Is there better option than map?

316 Views Asked by At

Well, I am making a c++ program, that goes through long streams of symbols and I need to store information for further analysis where in the stream appears symbol sequences of certain length. For instance in binary stream

100110010101

I have a sequences for example of length 6 like this:

  • 100110 starting on position 0
  • 001100 starting on position 1
  • 011001 starting on position 2
  • etc.

What I need to store are vectors of all positions where I can find the one certain sequence. So the result should be something like a table, maybe resembling a hash table that look like this:

sequence/ positions

10010101 | 1 13 147 515

01011011 | 67 212 314 571

00101010 | 2 32 148 322 384 419 455

etc.

Now, I figured mapping strings to integers is slow, so because I have information about symbols in the stream upfront, I can use it to map this fixed length sequences to an integer.

The next step was to create a map, that maps these "representing integers" to a corresponding index in the table, where I add next occurence of this sequence. However this is slow, much slower than I can afford. I tried both ordered and unordered map of both std and boost libraries, none having enough efficiency.
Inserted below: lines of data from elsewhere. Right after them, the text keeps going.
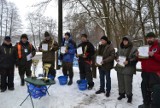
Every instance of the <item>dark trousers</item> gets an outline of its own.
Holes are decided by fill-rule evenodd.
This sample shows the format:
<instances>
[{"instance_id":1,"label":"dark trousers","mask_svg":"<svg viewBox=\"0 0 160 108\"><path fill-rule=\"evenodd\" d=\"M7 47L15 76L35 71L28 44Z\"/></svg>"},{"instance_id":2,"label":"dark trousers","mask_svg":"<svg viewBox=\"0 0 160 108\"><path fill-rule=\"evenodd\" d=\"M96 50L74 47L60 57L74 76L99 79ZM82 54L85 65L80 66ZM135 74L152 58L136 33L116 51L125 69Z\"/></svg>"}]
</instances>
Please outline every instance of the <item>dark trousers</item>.
<instances>
[{"instance_id":1,"label":"dark trousers","mask_svg":"<svg viewBox=\"0 0 160 108\"><path fill-rule=\"evenodd\" d=\"M70 80L73 79L73 63L63 62L62 71L63 71L63 75L69 76Z\"/></svg>"},{"instance_id":2,"label":"dark trousers","mask_svg":"<svg viewBox=\"0 0 160 108\"><path fill-rule=\"evenodd\" d=\"M101 67L99 68L99 75L100 75L100 89L104 90L105 82L106 82L106 91L110 92L111 91L110 71L106 71L105 69Z\"/></svg>"},{"instance_id":3,"label":"dark trousers","mask_svg":"<svg viewBox=\"0 0 160 108\"><path fill-rule=\"evenodd\" d=\"M91 71L91 65L87 62L79 62L80 79L87 79L88 85L93 86L93 77Z\"/></svg>"},{"instance_id":4,"label":"dark trousers","mask_svg":"<svg viewBox=\"0 0 160 108\"><path fill-rule=\"evenodd\" d=\"M150 104L152 104L151 93L153 91L153 87L154 85L160 84L160 78L156 73L153 72L142 72L141 76L142 76L141 90L142 90L143 103L149 106Z\"/></svg>"},{"instance_id":5,"label":"dark trousers","mask_svg":"<svg viewBox=\"0 0 160 108\"><path fill-rule=\"evenodd\" d=\"M14 67L1 69L1 89L14 87Z\"/></svg>"},{"instance_id":6,"label":"dark trousers","mask_svg":"<svg viewBox=\"0 0 160 108\"><path fill-rule=\"evenodd\" d=\"M18 66L18 71L19 71L19 76L21 78L21 82L24 82L24 77L25 74L27 77L31 77L31 63L28 63L26 65L19 65Z\"/></svg>"},{"instance_id":7,"label":"dark trousers","mask_svg":"<svg viewBox=\"0 0 160 108\"><path fill-rule=\"evenodd\" d=\"M49 68L49 73L48 73L48 74L54 76L54 78L55 78L55 77L56 77L56 70L55 70L55 68L54 68L54 64L55 64L55 63L54 63L54 62L43 62L43 65L44 65L45 63L51 64L51 67Z\"/></svg>"},{"instance_id":8,"label":"dark trousers","mask_svg":"<svg viewBox=\"0 0 160 108\"><path fill-rule=\"evenodd\" d=\"M118 78L119 93L120 94L126 93L127 96L132 96L133 74L123 74L117 72L117 78Z\"/></svg>"}]
</instances>

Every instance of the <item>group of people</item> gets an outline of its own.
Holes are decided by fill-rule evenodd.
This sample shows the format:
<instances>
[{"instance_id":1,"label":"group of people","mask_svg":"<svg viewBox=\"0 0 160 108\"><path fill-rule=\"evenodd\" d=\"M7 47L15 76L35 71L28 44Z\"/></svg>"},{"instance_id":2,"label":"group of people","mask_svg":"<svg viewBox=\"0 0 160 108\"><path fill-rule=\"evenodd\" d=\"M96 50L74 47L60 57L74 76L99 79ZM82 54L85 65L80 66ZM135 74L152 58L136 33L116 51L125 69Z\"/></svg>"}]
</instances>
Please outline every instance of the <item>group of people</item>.
<instances>
[{"instance_id":1,"label":"group of people","mask_svg":"<svg viewBox=\"0 0 160 108\"><path fill-rule=\"evenodd\" d=\"M88 90L94 87L92 76L92 60L94 56L101 56L102 61L100 64L95 63L99 69L100 75L100 88L95 94L105 93L106 97L110 96L111 92L111 69L114 67L114 60L119 62L121 57L125 57L123 66L115 66L118 79L118 100L127 96L127 102L132 102L132 82L133 75L136 74L136 64L141 61L142 65L142 97L143 104L139 108L159 108L160 102L157 102L160 94L160 42L156 39L153 32L148 33L146 42L149 45L148 58L139 58L137 48L133 45L130 36L124 36L119 45L117 52L113 47L112 42L106 37L100 38L98 49L95 50L93 44L88 40L86 34L81 34L81 43L76 45L69 32L65 33L61 45L54 40L53 37L46 31L44 33L44 40L40 43L39 51L42 52L43 65L46 63L51 64L49 74L54 78L56 77L55 70L55 52L65 47L65 51L60 54L62 61L63 75L68 76L68 85L73 83L73 61L74 56L78 57L80 79L86 79L88 82ZM44 45L47 45L47 50L44 50ZM77 48L82 48L82 54L77 53ZM18 67L21 85L24 86L25 74L31 77L32 59L27 59L28 55L35 56L36 50L33 45L28 41L28 36L22 34L20 42L12 46L11 38L6 36L3 44L0 46L0 74L1 74L1 92L14 90L14 65ZM54 80L54 79L53 79ZM160 96L160 95L159 95Z\"/></svg>"}]
</instances>

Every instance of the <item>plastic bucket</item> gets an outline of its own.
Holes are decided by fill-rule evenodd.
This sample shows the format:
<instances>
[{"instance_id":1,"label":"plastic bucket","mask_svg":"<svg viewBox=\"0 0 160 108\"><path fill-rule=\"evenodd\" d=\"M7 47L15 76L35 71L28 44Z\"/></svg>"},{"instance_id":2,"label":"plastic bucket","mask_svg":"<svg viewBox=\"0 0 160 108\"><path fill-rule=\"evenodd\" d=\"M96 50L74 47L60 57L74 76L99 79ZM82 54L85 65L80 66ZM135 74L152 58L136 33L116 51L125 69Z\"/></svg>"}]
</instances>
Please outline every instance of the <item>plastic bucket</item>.
<instances>
[{"instance_id":1,"label":"plastic bucket","mask_svg":"<svg viewBox=\"0 0 160 108\"><path fill-rule=\"evenodd\" d=\"M79 90L86 90L87 89L87 80L80 80L80 82L78 83L78 88Z\"/></svg>"},{"instance_id":2,"label":"plastic bucket","mask_svg":"<svg viewBox=\"0 0 160 108\"><path fill-rule=\"evenodd\" d=\"M46 95L47 87L46 86L35 86L33 84L28 85L28 92L33 98L41 98Z\"/></svg>"},{"instance_id":3,"label":"plastic bucket","mask_svg":"<svg viewBox=\"0 0 160 108\"><path fill-rule=\"evenodd\" d=\"M67 76L59 76L59 77L58 77L59 84L60 84L60 85L65 85L65 84L67 84L67 79L68 79Z\"/></svg>"}]
</instances>

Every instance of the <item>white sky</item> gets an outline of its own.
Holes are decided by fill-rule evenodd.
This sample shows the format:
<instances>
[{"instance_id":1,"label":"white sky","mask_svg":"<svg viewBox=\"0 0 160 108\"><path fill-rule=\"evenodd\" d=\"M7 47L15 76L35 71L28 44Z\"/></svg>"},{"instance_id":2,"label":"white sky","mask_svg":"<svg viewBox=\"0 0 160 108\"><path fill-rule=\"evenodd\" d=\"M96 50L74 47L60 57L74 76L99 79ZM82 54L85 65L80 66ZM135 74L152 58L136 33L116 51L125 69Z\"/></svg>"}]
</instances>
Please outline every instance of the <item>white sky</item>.
<instances>
[{"instance_id":1,"label":"white sky","mask_svg":"<svg viewBox=\"0 0 160 108\"><path fill-rule=\"evenodd\" d=\"M23 32L26 32L27 22L26 16L29 12L35 10L35 8L31 7L32 5L44 1L44 0L7 0L16 4L17 8L19 9L19 15L22 20L22 24L24 26ZM47 7L44 16L52 17L54 20L58 20L58 3L56 0L53 0ZM57 21L58 22L58 21Z\"/></svg>"}]
</instances>

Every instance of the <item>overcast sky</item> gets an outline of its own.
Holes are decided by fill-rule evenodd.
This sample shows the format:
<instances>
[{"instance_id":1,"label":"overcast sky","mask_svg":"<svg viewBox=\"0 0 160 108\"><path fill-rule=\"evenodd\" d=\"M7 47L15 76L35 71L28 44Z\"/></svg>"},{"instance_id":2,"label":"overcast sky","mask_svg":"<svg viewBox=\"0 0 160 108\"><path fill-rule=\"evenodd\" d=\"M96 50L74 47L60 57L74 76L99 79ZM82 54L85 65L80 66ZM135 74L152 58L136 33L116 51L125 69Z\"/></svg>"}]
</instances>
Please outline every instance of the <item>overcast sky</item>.
<instances>
[{"instance_id":1,"label":"overcast sky","mask_svg":"<svg viewBox=\"0 0 160 108\"><path fill-rule=\"evenodd\" d=\"M32 5L44 0L7 0L7 1L15 3L17 8L19 9L19 15L21 17L22 24L24 25L23 32L25 32L26 31L25 28L27 27L26 16L29 12L32 12L35 9L32 7ZM51 2L50 5L48 5L44 15L52 17L54 20L57 20L58 6L57 6L57 2L54 2L54 1L55 0L53 0L53 2Z\"/></svg>"}]
</instances>

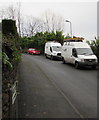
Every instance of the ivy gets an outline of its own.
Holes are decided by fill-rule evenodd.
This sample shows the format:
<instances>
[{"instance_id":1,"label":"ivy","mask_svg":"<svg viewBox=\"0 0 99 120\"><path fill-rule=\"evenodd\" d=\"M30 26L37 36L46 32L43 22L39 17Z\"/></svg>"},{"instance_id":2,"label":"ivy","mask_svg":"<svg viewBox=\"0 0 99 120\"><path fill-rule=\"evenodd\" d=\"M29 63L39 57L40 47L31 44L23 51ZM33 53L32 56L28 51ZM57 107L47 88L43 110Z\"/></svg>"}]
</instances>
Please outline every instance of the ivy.
<instances>
[{"instance_id":1,"label":"ivy","mask_svg":"<svg viewBox=\"0 0 99 120\"><path fill-rule=\"evenodd\" d=\"M2 53L2 62L4 65L7 65L8 68L10 68L10 69L13 68L13 65L9 61L9 57L7 56L7 54L5 52Z\"/></svg>"}]
</instances>

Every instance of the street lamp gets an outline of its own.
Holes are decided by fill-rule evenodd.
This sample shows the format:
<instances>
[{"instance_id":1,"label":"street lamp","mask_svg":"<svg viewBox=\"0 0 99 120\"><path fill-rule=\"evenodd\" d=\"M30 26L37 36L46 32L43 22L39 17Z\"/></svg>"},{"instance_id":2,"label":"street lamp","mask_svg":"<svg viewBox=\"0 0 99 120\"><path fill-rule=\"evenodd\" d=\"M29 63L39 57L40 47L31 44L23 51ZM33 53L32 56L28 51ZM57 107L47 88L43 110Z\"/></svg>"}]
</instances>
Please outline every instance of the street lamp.
<instances>
[{"instance_id":1,"label":"street lamp","mask_svg":"<svg viewBox=\"0 0 99 120\"><path fill-rule=\"evenodd\" d=\"M69 22L70 23L70 32L71 32L71 38L72 38L72 24L69 20L66 20L66 22Z\"/></svg>"}]
</instances>

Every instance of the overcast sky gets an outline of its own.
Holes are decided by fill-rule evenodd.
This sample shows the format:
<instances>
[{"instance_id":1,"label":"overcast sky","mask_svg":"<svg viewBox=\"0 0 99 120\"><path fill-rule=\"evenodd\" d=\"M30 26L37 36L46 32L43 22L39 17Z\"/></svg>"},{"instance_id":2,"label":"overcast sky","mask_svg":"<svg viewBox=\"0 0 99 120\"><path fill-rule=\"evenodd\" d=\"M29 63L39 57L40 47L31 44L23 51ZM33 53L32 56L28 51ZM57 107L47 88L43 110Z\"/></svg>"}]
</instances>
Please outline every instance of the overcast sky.
<instances>
[{"instance_id":1,"label":"overcast sky","mask_svg":"<svg viewBox=\"0 0 99 120\"><path fill-rule=\"evenodd\" d=\"M9 2L3 0L0 8L15 4L13 0ZM46 2L47 1L47 2ZM62 16L72 23L72 32L75 36L82 36L88 40L93 40L97 36L97 0L20 0L24 16L34 16L41 18L45 11ZM5 4L6 3L6 4ZM65 22L64 34L69 33L69 23Z\"/></svg>"}]
</instances>

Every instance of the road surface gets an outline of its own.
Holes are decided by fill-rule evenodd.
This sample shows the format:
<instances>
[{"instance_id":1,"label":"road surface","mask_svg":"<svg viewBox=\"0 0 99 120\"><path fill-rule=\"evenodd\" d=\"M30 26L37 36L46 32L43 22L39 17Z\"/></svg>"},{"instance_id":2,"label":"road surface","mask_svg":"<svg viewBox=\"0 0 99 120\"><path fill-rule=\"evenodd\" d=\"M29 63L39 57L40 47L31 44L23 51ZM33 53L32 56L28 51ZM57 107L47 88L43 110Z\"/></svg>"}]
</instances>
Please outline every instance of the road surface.
<instances>
[{"instance_id":1,"label":"road surface","mask_svg":"<svg viewBox=\"0 0 99 120\"><path fill-rule=\"evenodd\" d=\"M97 70L22 55L19 118L96 118Z\"/></svg>"}]
</instances>

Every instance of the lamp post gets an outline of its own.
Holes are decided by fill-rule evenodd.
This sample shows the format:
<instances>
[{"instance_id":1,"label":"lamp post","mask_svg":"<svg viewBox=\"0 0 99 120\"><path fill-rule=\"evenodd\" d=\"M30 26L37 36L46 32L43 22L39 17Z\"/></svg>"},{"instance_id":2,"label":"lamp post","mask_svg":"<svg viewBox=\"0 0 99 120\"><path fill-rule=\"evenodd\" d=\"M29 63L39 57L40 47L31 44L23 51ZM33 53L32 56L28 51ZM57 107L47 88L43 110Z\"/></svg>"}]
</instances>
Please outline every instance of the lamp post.
<instances>
[{"instance_id":1,"label":"lamp post","mask_svg":"<svg viewBox=\"0 0 99 120\"><path fill-rule=\"evenodd\" d=\"M66 20L66 22L69 22L70 23L70 33L71 33L71 38L72 38L72 24L69 20Z\"/></svg>"}]
</instances>

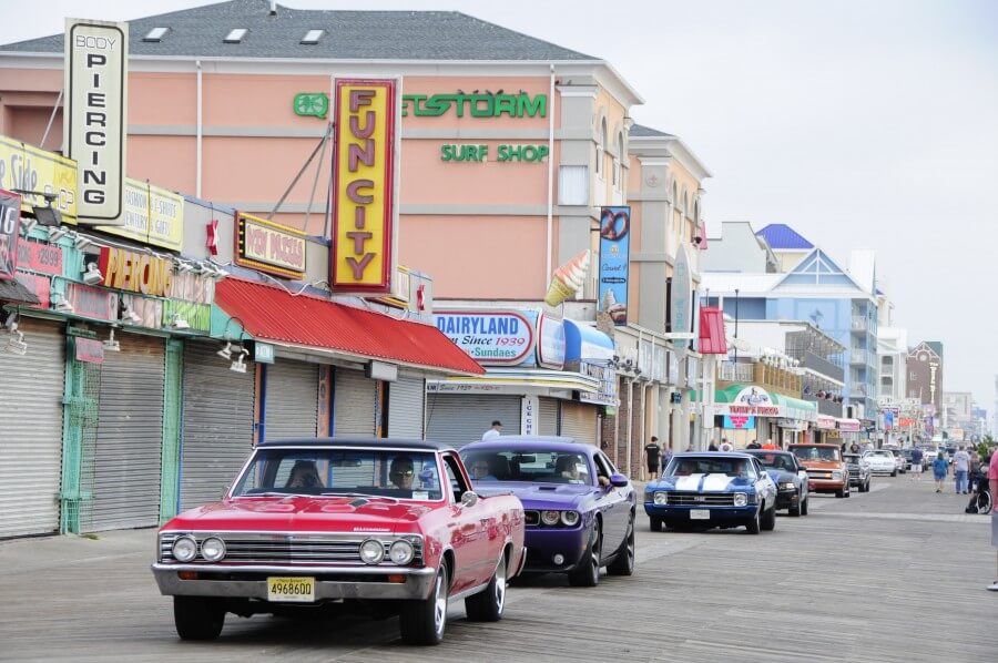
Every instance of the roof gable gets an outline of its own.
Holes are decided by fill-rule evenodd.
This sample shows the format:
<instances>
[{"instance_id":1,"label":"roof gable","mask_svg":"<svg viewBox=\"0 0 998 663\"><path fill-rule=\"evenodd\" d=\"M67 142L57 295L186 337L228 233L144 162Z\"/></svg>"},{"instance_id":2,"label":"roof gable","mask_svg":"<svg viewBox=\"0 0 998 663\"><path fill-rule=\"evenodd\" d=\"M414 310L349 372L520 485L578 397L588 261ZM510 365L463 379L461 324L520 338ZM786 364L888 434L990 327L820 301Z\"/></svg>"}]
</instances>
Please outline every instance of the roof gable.
<instances>
[{"instance_id":1,"label":"roof gable","mask_svg":"<svg viewBox=\"0 0 998 663\"><path fill-rule=\"evenodd\" d=\"M160 42L142 38L170 28ZM223 43L236 28L241 43ZM309 30L325 30L315 44ZM6 52L62 53L63 35L0 45ZM132 55L298 58L328 60L595 61L597 58L528 37L457 11L329 11L231 0L129 22Z\"/></svg>"},{"instance_id":2,"label":"roof gable","mask_svg":"<svg viewBox=\"0 0 998 663\"><path fill-rule=\"evenodd\" d=\"M783 223L771 223L755 234L765 237L773 251L807 251L814 248L814 244Z\"/></svg>"},{"instance_id":3,"label":"roof gable","mask_svg":"<svg viewBox=\"0 0 998 663\"><path fill-rule=\"evenodd\" d=\"M846 271L821 248L815 248L804 256L796 267L773 286L773 289L778 290L784 286L845 286L868 295Z\"/></svg>"}]
</instances>

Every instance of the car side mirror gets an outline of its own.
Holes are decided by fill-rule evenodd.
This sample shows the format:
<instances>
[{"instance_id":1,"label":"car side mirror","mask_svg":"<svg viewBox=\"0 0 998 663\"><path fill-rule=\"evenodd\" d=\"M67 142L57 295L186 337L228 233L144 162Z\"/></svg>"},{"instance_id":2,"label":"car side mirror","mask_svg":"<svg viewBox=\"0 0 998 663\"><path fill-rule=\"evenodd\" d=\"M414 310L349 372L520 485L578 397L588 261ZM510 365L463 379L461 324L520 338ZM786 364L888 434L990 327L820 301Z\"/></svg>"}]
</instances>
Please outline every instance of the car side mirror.
<instances>
[{"instance_id":1,"label":"car side mirror","mask_svg":"<svg viewBox=\"0 0 998 663\"><path fill-rule=\"evenodd\" d=\"M628 478L620 472L613 472L610 475L610 486L615 488L625 488L627 484L630 483Z\"/></svg>"}]
</instances>

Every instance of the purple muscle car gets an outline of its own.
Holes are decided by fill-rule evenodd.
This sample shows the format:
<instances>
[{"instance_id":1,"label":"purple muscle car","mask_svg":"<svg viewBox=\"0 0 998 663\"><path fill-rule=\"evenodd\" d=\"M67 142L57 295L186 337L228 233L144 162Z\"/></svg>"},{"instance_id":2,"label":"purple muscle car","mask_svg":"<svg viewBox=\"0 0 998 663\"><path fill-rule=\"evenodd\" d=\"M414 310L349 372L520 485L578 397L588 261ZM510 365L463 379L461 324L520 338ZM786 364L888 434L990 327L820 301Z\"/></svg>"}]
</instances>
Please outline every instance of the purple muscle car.
<instances>
[{"instance_id":1,"label":"purple muscle car","mask_svg":"<svg viewBox=\"0 0 998 663\"><path fill-rule=\"evenodd\" d=\"M637 496L605 453L541 436L495 437L460 453L476 492L512 492L523 503L526 572L568 573L576 586L595 585L602 567L634 572Z\"/></svg>"}]
</instances>

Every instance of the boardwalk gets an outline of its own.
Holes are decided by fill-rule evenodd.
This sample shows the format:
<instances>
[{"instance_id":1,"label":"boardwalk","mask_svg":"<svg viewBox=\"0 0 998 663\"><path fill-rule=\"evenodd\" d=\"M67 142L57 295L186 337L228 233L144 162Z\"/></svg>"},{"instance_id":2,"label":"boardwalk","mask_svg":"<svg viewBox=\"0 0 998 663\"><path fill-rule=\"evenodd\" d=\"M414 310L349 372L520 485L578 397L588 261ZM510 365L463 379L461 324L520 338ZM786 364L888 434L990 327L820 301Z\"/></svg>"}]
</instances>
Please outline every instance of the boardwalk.
<instances>
[{"instance_id":1,"label":"boardwalk","mask_svg":"<svg viewBox=\"0 0 998 663\"><path fill-rule=\"evenodd\" d=\"M591 590L510 590L497 624L451 608L445 643L404 647L394 621L230 616L182 643L147 565L152 531L0 543L0 660L10 661L995 661L998 594L985 517L928 482L878 478L816 498L776 531L651 533L639 570Z\"/></svg>"}]
</instances>

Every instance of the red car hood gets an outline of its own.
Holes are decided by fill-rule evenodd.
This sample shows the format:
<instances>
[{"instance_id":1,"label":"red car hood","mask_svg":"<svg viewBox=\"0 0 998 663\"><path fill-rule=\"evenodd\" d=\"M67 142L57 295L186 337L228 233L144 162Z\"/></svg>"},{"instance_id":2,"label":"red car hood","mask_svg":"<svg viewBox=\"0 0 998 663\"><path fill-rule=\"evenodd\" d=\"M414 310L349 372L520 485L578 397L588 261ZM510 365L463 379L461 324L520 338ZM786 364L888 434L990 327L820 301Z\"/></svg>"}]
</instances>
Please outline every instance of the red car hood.
<instances>
[{"instance_id":1,"label":"red car hood","mask_svg":"<svg viewBox=\"0 0 998 663\"><path fill-rule=\"evenodd\" d=\"M246 497L184 511L165 530L265 532L416 532L421 502L355 497Z\"/></svg>"}]
</instances>

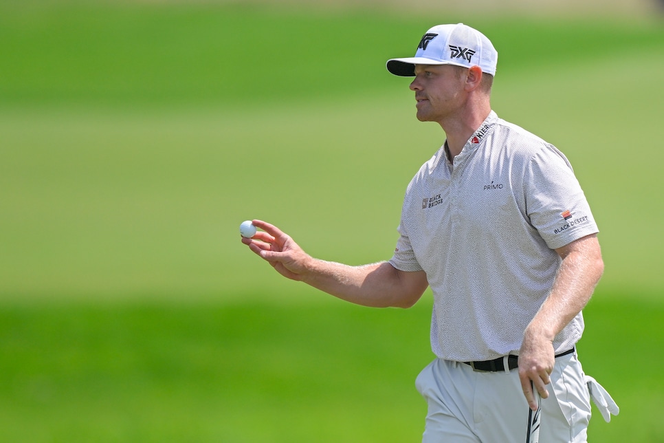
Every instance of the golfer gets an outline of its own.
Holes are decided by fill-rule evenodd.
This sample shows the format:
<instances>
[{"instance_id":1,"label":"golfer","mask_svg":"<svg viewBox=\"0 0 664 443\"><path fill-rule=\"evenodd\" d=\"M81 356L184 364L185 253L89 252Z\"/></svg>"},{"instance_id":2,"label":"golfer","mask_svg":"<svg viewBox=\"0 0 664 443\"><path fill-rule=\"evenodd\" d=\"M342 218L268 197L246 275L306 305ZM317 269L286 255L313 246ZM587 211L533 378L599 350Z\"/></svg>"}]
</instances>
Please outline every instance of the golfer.
<instances>
[{"instance_id":1,"label":"golfer","mask_svg":"<svg viewBox=\"0 0 664 443\"><path fill-rule=\"evenodd\" d=\"M408 307L431 288L423 441L585 442L591 396L607 421L618 412L575 347L604 270L597 226L567 158L491 109L497 62L461 23L387 62L413 78L418 120L447 138L408 186L389 261L314 259L260 220L242 241L282 275L359 305Z\"/></svg>"}]
</instances>

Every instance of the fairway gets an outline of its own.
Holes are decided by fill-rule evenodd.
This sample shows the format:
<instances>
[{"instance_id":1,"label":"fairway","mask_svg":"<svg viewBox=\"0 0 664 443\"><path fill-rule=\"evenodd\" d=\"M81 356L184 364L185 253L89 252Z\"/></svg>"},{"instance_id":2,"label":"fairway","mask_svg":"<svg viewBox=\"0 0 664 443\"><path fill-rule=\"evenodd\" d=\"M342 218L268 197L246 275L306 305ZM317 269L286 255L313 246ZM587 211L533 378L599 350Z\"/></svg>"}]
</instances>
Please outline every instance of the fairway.
<instances>
[{"instance_id":1,"label":"fairway","mask_svg":"<svg viewBox=\"0 0 664 443\"><path fill-rule=\"evenodd\" d=\"M281 279L238 227L391 257L444 134L384 63L430 20L0 5L0 440L419 441L430 294L347 305ZM664 441L659 376L633 361L659 367L664 346L661 21L456 21L494 40L494 109L565 153L599 226L579 349L621 411L593 409L590 441Z\"/></svg>"}]
</instances>

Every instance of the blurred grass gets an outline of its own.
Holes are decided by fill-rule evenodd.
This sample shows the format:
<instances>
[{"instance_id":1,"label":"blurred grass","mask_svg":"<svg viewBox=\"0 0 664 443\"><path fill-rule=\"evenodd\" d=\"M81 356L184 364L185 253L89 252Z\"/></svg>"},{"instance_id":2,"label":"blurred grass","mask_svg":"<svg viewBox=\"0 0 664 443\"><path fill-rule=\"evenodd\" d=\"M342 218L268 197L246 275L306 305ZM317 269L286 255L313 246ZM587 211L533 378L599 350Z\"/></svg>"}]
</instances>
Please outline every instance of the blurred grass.
<instances>
[{"instance_id":1,"label":"blurred grass","mask_svg":"<svg viewBox=\"0 0 664 443\"><path fill-rule=\"evenodd\" d=\"M591 442L659 442L661 303L595 296L584 367L621 408ZM327 300L42 304L0 310L2 441L414 442L431 359L430 297L373 310Z\"/></svg>"}]
</instances>

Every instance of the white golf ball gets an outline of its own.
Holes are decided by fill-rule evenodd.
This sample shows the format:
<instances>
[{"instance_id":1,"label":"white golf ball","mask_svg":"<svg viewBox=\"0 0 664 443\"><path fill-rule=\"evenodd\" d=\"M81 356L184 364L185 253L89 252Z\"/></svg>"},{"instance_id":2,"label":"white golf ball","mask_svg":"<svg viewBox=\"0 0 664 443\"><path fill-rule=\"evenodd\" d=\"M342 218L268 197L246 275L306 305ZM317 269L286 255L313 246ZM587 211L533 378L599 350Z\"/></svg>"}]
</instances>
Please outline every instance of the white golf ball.
<instances>
[{"instance_id":1,"label":"white golf ball","mask_svg":"<svg viewBox=\"0 0 664 443\"><path fill-rule=\"evenodd\" d=\"M240 235L250 239L256 235L256 226L252 223L251 220L243 222L240 225Z\"/></svg>"}]
</instances>

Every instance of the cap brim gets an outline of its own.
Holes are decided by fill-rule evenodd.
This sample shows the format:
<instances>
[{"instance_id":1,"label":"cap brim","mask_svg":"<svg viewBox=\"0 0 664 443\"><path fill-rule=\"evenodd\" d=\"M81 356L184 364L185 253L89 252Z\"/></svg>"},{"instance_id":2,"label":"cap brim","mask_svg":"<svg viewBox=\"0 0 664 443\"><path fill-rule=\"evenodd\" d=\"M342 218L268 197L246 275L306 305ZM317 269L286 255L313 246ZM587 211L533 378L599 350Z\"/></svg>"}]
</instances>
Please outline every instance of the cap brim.
<instances>
[{"instance_id":1,"label":"cap brim","mask_svg":"<svg viewBox=\"0 0 664 443\"><path fill-rule=\"evenodd\" d=\"M448 65L446 62L432 60L425 57L406 57L391 58L388 61L388 71L401 77L415 76L415 65Z\"/></svg>"},{"instance_id":2,"label":"cap brim","mask_svg":"<svg viewBox=\"0 0 664 443\"><path fill-rule=\"evenodd\" d=\"M426 57L406 57L405 58L390 58L388 61L386 66L388 71L401 77L414 77L415 65L453 65L467 67L461 63L454 63L449 61L441 61L440 60L433 60Z\"/></svg>"}]
</instances>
And I tested it, the map is the real bottleneck here

And here is the loop in pseudocode:

for (int i=seqleng-1;i<stream.size();i++) {
    //compute characteristic value for the sequence by adding one symbol
    charval*=symb_count;
    charval+=sdata[j][i]-'0';
    //sampspacesize is number off all possible sequence with this symbol count and this length
    charval%=sampspacesize;
    map<uint64,uint64>::iterator &it=map.find(charval);
    //if index exists, add starting position of the sequence to the table
    if (it!=map.end()) {
        (table[it->second].add(i-seqleng+1);
    }
    //if current sequence is found for the first time, extend the table and add the index
    else {
        table.add_row();
        map[charval]=table.last_index;
        table[table.last_index].add(i-seqleng+1)
    }
}

So the question is, can I use something better than a map to keep the record of corresponding indeces in the table, or is this the best way possible?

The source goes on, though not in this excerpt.